As shown by our inter-group analysis, many regulatory elements have remained functional across evolution, but few have remained upstream of the same genes. The network-level conservation principle thus appears less applicable to species that diverged very long ago. For example, when we compared the Drosophila and mosquito genomes (which diverged approximately 400 million years ago), we only found a handful of k-mers (interestingly including GATA-factor and Myc/Max binding sites) to have conservation scores above those obtained from randomized data.

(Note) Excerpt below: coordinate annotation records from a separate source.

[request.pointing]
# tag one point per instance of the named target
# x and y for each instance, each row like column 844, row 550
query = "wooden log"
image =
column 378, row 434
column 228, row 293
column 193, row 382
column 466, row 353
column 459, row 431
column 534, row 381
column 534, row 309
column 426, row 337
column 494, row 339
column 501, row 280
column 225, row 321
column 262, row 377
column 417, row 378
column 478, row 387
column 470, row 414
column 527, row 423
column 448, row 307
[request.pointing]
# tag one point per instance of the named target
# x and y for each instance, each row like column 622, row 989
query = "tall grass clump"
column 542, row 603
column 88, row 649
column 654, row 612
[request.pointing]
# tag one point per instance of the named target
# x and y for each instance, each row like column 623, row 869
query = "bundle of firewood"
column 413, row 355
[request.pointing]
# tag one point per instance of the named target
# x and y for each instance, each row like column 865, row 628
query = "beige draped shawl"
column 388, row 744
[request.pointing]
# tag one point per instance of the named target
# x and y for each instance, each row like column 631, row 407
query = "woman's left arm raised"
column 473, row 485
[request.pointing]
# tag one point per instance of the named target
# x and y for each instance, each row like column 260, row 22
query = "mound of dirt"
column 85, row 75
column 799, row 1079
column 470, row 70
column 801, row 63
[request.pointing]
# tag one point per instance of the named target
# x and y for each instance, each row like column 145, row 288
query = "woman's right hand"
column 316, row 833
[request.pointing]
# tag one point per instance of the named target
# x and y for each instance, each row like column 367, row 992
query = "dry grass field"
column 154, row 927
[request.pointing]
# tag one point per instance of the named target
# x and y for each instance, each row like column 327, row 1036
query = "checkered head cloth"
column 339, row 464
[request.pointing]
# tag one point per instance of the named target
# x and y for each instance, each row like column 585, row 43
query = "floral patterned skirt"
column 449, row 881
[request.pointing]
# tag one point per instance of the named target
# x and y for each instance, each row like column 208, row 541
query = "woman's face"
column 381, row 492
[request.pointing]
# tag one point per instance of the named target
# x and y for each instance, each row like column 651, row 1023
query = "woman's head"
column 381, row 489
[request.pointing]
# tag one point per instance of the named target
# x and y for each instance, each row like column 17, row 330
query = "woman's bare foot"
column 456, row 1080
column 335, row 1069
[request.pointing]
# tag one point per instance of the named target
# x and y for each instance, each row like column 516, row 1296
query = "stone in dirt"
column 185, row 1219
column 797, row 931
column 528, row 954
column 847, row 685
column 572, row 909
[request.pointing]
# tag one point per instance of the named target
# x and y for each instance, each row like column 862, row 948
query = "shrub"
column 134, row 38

There are also several directions in which our approach could be extended. From a methodological standpoint, the approach could be extended to take into account local over-representation of identical or nearly identical copies of the same binding sites, a well known feature in the promoter regions of higher eukaryotic species [16
]. To discover highly degenerate regulatory elements, k
-mers could be used to seed weight matrices whose individual weights could be optimized for network-level conservation, using stochastic optimization procedures (for example, simulated annealing; Mike Beer, personal communication). Introns and downstream noncoding regions could also be explored using our approach, as these regions are known to harbor functional regulatory elements in metazoan genomes. While our approach can deal with genomes presenting arbitrary levels of divergence and rearrangements, it would be interesting to investigate how global alignments or suboptimal and non-overlapping local alignments [76
] could be used to filter out regions of non-conservation. This approach would be particularly interesting when analyzing very long upstream regions, in order to increase the signal-to-noise ratio. Finally, mRNA 3' UTRs could be compared in order to find specific downstream regulatory elements involved in post-transcriptional mRNA regulation (for example, mRNA localization, decay or translational repression).